Così Arturo aveva cominciato a tendere l’orecchio ogni volta che passava davanti al portoncino, sperando di sentire rantoli di agonia o silenzio tombale che lasciasse presagire il lieto evento. Ma la voce stonata che canticchiava le canzoni della radio era sempre vivida. Il giorno che l’aveva sentita urlare “Voglio una vita spericolata”, Arturo si era ricordato di quel film dove il protagonista nasce vecchio e ringiovanisce sempre di più fino a tornare neonato. Era stato costretto a ingurgitare un bicchiere di acqua e bicarbonato per placare le fiamme che avevano avvolto il suo stomaco. Sentì avvicinarsi la sirena mentre stava cenando. La luce lampeggiante invase la cucina. Arturo si affacciò. Una ambulanza era ferma davanti alla porta della vecchia. Dopo qualche minuto, una barella fu portata dentro la casa. Arturo accenno un passo di danza con sua moglie, prima di scendere a prestare il suo aiuto. “Sono il vicino, cosa succede? La signora sta bene?”, chiese con un affanno nella voce dovuto più alle scale che alla preoccupazione. “Un malore”, rispose il medico, “la portiamo in ospedale per un controllo”.
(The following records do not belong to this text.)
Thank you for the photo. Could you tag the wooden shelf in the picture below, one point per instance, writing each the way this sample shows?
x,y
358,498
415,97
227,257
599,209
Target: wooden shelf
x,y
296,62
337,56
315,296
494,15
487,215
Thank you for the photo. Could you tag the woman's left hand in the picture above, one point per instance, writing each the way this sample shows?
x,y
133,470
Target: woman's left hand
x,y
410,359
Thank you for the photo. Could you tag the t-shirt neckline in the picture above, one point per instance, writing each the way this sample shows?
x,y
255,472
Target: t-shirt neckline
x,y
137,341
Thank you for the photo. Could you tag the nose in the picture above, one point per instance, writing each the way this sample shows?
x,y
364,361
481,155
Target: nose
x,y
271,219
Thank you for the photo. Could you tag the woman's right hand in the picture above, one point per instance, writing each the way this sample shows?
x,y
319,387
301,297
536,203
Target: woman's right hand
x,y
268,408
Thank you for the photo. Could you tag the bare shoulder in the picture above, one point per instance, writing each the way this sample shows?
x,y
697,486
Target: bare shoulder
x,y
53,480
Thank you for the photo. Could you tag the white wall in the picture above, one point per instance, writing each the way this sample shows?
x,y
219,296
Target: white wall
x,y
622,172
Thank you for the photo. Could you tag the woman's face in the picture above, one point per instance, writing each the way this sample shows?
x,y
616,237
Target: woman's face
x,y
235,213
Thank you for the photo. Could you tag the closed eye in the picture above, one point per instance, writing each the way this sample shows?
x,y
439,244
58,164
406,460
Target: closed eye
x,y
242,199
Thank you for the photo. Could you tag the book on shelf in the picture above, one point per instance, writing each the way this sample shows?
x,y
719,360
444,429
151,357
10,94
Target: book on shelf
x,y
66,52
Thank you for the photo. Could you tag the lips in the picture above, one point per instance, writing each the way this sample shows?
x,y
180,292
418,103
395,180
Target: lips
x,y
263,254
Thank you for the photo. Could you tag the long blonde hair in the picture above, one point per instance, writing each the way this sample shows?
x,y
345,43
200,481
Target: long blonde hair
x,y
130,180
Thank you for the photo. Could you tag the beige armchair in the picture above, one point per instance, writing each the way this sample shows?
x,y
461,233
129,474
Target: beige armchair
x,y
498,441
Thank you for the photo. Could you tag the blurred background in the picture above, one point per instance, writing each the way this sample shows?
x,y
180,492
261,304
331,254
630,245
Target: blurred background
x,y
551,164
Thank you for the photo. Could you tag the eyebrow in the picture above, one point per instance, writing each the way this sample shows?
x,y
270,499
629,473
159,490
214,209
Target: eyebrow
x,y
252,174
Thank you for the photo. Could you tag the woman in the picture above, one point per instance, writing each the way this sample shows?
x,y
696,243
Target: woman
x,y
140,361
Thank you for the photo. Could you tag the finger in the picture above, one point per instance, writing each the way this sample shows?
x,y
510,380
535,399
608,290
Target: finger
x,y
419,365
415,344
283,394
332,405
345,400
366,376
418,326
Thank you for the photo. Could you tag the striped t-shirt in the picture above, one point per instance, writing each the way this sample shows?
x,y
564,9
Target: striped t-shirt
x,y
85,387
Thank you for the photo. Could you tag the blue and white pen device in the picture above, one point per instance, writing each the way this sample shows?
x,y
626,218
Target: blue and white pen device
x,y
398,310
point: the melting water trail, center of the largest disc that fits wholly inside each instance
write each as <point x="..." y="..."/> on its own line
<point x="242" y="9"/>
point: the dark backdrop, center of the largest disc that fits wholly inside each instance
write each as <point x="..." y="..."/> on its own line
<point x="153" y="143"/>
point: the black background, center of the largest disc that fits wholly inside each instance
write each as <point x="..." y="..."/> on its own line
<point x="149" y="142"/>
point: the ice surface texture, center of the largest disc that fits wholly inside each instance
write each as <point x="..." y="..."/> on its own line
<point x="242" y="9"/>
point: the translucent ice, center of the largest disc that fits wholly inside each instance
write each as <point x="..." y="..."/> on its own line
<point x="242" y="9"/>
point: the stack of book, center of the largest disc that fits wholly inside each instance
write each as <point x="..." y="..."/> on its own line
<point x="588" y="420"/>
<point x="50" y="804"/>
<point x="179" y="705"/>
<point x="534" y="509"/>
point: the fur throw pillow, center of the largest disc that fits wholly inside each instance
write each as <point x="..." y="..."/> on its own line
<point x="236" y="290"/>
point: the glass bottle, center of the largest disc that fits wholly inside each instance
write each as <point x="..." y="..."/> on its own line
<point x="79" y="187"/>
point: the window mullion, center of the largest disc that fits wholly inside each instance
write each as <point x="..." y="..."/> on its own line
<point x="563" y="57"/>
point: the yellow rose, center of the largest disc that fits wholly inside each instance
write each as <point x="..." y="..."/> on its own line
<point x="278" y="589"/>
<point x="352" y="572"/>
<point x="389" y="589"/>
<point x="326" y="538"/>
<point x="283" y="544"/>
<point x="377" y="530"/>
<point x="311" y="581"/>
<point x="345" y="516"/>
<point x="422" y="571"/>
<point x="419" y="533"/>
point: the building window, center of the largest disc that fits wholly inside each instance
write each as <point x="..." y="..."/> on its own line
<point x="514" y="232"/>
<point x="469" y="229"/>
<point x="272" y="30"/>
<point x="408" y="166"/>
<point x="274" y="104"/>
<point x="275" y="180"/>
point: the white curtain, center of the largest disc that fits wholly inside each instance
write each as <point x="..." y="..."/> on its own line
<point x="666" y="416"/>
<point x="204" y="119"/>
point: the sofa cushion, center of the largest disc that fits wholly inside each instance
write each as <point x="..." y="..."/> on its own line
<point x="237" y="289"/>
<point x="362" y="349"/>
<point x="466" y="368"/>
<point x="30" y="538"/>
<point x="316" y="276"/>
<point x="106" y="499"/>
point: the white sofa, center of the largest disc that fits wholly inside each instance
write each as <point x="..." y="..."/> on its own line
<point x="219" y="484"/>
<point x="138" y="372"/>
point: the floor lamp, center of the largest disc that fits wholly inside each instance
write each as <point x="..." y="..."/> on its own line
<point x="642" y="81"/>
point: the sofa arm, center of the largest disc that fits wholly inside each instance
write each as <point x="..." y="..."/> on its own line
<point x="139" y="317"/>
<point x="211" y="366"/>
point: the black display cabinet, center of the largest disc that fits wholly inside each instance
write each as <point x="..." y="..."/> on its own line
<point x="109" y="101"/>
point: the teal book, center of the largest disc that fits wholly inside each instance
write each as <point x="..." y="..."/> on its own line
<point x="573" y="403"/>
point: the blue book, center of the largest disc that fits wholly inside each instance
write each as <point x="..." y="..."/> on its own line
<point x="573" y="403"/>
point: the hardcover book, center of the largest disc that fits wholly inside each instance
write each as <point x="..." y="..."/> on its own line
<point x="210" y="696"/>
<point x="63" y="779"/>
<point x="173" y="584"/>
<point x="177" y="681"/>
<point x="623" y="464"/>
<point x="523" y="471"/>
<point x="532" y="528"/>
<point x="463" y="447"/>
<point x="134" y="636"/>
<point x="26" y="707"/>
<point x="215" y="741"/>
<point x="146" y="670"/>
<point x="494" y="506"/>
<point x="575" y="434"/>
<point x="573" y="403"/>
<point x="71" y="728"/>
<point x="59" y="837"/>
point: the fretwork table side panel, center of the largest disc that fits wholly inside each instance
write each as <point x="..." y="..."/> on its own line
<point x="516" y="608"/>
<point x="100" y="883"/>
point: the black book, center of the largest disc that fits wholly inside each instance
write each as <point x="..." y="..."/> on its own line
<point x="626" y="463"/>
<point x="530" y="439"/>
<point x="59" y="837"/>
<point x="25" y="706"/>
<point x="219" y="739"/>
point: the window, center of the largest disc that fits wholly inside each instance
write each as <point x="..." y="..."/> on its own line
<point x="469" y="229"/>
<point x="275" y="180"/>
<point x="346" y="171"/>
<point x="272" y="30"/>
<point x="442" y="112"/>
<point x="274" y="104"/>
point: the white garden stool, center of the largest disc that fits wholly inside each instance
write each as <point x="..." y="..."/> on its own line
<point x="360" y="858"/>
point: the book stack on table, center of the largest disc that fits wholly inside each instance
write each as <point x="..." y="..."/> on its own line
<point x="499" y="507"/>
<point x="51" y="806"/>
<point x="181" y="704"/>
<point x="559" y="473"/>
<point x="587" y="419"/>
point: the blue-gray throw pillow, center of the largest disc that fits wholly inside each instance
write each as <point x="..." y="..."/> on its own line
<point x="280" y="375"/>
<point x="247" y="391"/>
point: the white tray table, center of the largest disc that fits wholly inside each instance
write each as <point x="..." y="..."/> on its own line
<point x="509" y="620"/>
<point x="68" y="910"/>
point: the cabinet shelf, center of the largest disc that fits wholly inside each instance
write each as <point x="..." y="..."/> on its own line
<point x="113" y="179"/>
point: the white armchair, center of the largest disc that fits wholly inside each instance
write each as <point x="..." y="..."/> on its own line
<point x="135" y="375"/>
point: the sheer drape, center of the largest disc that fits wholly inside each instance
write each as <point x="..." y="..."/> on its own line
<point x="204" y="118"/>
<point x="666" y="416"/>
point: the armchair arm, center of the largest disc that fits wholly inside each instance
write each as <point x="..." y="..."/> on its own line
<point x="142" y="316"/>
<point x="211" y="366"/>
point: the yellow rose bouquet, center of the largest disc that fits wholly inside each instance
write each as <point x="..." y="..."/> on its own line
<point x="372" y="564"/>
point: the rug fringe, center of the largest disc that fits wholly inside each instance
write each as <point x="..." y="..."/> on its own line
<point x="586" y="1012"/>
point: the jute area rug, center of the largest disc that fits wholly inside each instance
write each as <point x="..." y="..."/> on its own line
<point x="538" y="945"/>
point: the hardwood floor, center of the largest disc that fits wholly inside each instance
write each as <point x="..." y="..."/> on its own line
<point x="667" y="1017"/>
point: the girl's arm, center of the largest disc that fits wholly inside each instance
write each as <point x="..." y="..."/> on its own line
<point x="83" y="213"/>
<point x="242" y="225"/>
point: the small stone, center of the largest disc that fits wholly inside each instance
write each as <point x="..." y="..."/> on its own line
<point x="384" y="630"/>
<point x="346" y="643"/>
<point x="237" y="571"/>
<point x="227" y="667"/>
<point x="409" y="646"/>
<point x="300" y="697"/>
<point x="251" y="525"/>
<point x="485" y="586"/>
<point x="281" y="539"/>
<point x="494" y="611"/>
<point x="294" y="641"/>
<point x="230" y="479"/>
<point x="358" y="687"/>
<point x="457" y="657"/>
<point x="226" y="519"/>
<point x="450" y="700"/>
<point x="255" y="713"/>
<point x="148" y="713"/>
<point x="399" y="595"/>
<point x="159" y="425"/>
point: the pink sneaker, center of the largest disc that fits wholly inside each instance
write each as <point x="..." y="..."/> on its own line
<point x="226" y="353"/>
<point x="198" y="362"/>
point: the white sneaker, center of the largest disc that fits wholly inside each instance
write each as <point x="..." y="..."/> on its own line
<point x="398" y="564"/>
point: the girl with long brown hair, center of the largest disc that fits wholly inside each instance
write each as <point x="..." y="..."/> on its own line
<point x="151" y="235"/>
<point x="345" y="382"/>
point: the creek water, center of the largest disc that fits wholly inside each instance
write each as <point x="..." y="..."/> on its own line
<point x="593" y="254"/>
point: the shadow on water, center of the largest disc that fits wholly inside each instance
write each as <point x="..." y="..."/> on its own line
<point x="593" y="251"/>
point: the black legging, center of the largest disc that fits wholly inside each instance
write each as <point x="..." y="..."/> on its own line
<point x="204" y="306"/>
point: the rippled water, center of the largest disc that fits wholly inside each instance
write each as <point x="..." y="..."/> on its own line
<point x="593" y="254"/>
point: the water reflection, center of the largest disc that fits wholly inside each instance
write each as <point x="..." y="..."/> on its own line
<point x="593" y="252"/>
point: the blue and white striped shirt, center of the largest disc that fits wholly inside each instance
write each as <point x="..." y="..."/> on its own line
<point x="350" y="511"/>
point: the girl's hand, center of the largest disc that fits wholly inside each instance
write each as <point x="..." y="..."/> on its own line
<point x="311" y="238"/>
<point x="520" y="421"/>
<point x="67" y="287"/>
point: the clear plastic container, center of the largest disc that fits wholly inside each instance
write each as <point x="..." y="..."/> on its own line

Avvolta nella coperta, la vecchia sembrava fragile e indifesa. “Signor Arturo, pensa lei alla mia casa, per favore. Io torno presto”. Arturo annuì, sentendosi un infame per aver sperato di non rivederla mai più. La sera successiva qualcuno suonò il campanello. Era un uomo di una trentina d’anni. “Buona sera, sono Nanni Capasso. Mia nonna mi ha detto di informarla che sta meglio e tornerà a casa fra un paio di giorni. Voleva ringraziarla per essersi preoccupato per lei. Io sono arrivato subito per darle una mano. La nonna mi sta chiedendo da tempo di venire a vivere con lei, siamo rimasti solo noi due in famiglia. Ero in dubbio, perché qui è difficile per i giovani. Ma la nonna si è informata con il notaio e mi ha assicurato che è possibile trasferire a me l’usufrutto della casa, così, se le dovesse accadere qualcosa, potrei stare tranquillo e cercare un lavoro con calma. È contento, signor Arturo?”.